Revenue expenditure this year is more realistic, which makes expenditure planning by the government more realistic, feasible and implementable than in previous years.

Disinvestment
The ministry has discussed the strategy and roadmap and all efforts were towards maximising the collection from disinvestment. It would be able to assess any shortfall only by the end of the year.

Black Money
Under the Foreign Account Tax Compliance Act (Fatca), US government has started giving information to India on flow of money into the bank account of Indian resident in the US. From the HSBC information, the government had filed prosecutions in 132 cases and has doubled the number of requests for information from other countries to 1600 this year from 800 last year.

Discom reforms
Finance ministry was working closely with power ministry and state governments for this. Three-to- four states were badly stressed, where have around 70% of the total outstanding dues.
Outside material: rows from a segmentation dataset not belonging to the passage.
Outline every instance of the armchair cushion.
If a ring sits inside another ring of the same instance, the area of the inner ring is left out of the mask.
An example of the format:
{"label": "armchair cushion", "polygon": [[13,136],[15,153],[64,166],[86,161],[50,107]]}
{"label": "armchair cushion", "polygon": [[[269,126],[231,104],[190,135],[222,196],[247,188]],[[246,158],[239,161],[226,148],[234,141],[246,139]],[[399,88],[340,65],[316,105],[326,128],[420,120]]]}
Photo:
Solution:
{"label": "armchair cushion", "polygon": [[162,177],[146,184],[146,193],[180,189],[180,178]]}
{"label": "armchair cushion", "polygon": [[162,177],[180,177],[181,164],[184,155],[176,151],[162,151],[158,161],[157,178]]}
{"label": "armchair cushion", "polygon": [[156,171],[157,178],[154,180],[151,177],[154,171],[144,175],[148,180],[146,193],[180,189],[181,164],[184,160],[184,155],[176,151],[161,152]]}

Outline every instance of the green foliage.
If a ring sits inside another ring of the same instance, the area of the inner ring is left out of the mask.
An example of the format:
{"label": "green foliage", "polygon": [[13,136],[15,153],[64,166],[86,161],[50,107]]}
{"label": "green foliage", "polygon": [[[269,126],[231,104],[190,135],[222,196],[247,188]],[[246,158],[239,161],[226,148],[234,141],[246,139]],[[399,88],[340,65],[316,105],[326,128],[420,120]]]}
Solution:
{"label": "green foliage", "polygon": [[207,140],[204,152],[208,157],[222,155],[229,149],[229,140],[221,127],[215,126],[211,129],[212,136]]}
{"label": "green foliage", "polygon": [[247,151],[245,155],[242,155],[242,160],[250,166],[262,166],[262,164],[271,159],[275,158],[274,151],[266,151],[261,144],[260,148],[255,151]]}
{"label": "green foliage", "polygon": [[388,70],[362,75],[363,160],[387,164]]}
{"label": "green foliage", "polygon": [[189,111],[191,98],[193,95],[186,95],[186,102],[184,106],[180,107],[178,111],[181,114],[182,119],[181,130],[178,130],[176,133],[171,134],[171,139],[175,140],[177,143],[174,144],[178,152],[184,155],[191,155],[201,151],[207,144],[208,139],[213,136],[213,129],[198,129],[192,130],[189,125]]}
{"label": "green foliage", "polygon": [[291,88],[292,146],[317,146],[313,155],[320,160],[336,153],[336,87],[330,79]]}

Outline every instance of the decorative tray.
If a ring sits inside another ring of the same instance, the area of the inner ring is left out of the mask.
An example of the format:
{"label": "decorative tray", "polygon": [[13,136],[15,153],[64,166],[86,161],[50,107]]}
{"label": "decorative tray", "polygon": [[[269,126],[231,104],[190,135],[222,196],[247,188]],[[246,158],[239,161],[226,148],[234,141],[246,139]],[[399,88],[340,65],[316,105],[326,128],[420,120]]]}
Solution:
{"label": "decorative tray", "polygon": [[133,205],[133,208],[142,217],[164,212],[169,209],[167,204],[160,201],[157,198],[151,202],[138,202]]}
It was working on restricting these few states by putting conditionality.

Safeguard and anti-dumping measures
The government has decided to take effective protection steps for the domestic industry and farm sector due to glut in the market due to foreign products that was pushing down prices of local products. Starting Monday, the government has hiked import duty on ghee, butter and butter oil from 30% to 40% for six months (till March 31, 2016)
It has requested the industry to use the safeguard and anti-dumping mechanism to protect themselves from onslaught of dumping by overseas players.